Updates on RF Silicon Technology
By: Peter McNeil
Though Gallium Nitride (GaN) has been making headlines for the past several years as an emerging RF technology, RF semiconductors developed with silicon, namely RF silicon-on-insulator (RF-SOI), has also been advancing as a semiconductor of choice for the exploding RF hardware markets.
Where GaN is a still relatively expensive and small wafer technology, RF-SOI is largely compatible with mainstream silicon fabrication processes. Therefore, RF-SOI benefits from the high volume and well established large wafer silicon process technology development. The results of this are that RF-SOI technologies, though they don’t exhibit the extreme high power and frequency capabilities of RF GaN semiconductor devices, are increasingly prevalent in consumer and automotive wireless electronics. The expanding adoption of consumer wireless electronics, such as smartphones, Wi-Fi routers, Bluetooth chips, automotive radar, and other Internet-of-Things (IoT) RF hardware. Mainly, RF-SOI semiconductors are used as RF Front-End (RFFE) modules, switches, antenna tuners, filters, varactors/diodes, and passives (resistors, inductors, capacitors, and transmission lines).
Recent advances in RF-SOI have led to SOI technologies with enhanced signal integrity features that are suited for LTE-Advanced and 5G mid-band (~1 GHz to 7.25 GHz). There are also RF-SOI processes that are lower performing, and are better suited to cost sensitive applications, such as 2G, 3G, 2.5 GHz WiFi low throughput, and lower throughput/power IoT applications.
Adoption of System-in-Package (SiP) technology built with physically distinct blocks of silicon intellectual property (IP), or heterogeneous integration technology (HIT), is also leading to increased use of silicon in RF applications. In this way, highly integrated silicon chiplets can be combined with silicon processes that are better suited for RF applications within the same package, which both reduces cost, size, and enables more fully featured SiP solutions.
Another silicon solution that is increasingly viable for RF applications is System-on-Chip (SoC) technology, which goes a step further than SiP technology by assembling a single complex chip from multiple IP blocks. Given the complex nature and extremely tight tolerances involved, SoC technology is typically a more expensive process, but can yield high performance SoCs with a wide range of features.

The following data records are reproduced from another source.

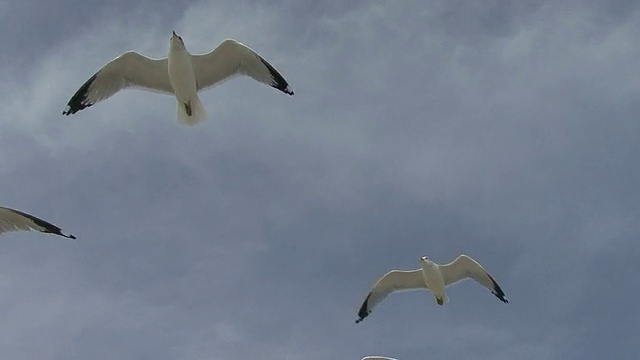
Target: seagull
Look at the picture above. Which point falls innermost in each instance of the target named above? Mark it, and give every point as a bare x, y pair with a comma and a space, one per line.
14, 220
430, 276
180, 74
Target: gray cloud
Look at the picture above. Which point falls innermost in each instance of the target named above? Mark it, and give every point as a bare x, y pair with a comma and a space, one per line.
505, 130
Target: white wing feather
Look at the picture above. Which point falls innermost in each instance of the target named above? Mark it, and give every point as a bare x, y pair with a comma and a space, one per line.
233, 58
130, 69
466, 267
395, 280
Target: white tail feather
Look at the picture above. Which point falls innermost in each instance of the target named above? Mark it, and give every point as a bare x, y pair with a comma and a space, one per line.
198, 113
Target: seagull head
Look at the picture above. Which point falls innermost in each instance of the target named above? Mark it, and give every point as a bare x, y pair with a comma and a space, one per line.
176, 41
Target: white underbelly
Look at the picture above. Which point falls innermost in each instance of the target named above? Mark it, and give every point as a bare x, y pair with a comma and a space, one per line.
182, 77
434, 281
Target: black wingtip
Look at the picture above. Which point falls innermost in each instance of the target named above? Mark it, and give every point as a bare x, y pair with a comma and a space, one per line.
78, 100
279, 82
497, 291
364, 311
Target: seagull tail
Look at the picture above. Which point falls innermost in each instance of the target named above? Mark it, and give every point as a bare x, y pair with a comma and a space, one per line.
191, 112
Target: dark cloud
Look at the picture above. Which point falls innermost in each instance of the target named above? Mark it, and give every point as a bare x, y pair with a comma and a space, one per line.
505, 130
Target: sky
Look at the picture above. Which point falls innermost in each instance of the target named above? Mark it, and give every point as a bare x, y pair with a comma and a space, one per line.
506, 130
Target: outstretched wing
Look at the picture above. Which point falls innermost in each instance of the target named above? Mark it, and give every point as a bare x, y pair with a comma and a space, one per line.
127, 70
465, 267
14, 220
232, 58
394, 280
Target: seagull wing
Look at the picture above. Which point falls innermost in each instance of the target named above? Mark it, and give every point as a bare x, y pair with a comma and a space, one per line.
465, 267
233, 58
127, 70
14, 220
395, 280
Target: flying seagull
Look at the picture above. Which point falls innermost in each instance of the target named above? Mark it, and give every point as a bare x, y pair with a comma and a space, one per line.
430, 276
14, 220
180, 74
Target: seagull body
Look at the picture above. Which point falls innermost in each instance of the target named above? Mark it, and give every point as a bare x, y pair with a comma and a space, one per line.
180, 74
430, 276
14, 220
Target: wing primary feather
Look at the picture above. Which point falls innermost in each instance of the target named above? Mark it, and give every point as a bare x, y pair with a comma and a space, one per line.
279, 82
78, 100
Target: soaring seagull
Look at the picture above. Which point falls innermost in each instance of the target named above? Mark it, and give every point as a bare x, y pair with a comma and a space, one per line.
430, 276
14, 220
180, 74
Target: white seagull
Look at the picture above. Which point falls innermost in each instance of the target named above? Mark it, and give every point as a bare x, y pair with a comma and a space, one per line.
180, 74
430, 276
14, 220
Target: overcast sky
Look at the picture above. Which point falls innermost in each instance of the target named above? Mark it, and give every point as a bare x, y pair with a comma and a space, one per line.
507, 130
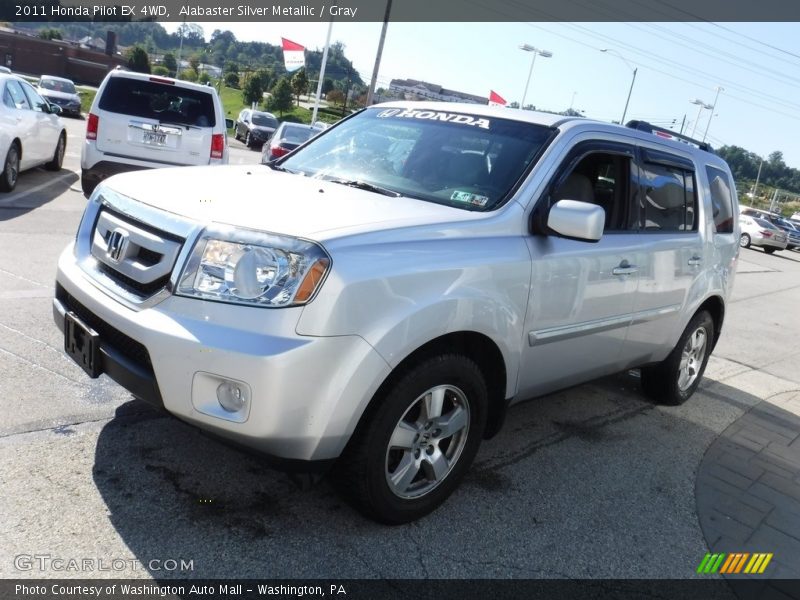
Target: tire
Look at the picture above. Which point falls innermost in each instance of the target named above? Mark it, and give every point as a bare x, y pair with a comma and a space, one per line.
674, 380
58, 155
10, 173
402, 463
744, 241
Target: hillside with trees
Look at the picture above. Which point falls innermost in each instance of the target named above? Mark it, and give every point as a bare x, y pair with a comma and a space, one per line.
222, 50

The benefits of System-on-Chip (SoC) and SiP technology have even garnered the interest of Defense Advanced Research Projects Agency (DARPA), which is attempting to standardize silicon IP for use with SoC and SiP technology, the Common Heterogeneous Integration and Intellectual Property Reuse Strategies (CHIPS) program. The goal of this program is to “establish a new paradigm in IP reuse,” in response to the enormous growth of the telecommunications market and semiconductor industry moving toward enhanced integration of the domains (digital, analog, and power).
There are also two technologies that have the potential to push silicon semiconductors into the millimeter-waves. Namely, 3D through-silicon vias (TSVs) and integrated electromagnetic interference (EMI) shielding. 3D TSVs enable the interconnecting of wafer-level stacked devices in a way that is extremely small form factors and presents good electrical characteristics. With 3D TSV technology SoCs, and otherwise higher transistor integration density technologies, can be produced at lower cost than other interconnect strategies. Similarly, integrated EMI shielding can enable higher performing SoCs and SiPs whose distinct blocks are less susceptible to external interference and emit less interference that could impact nearby subsections and circuits.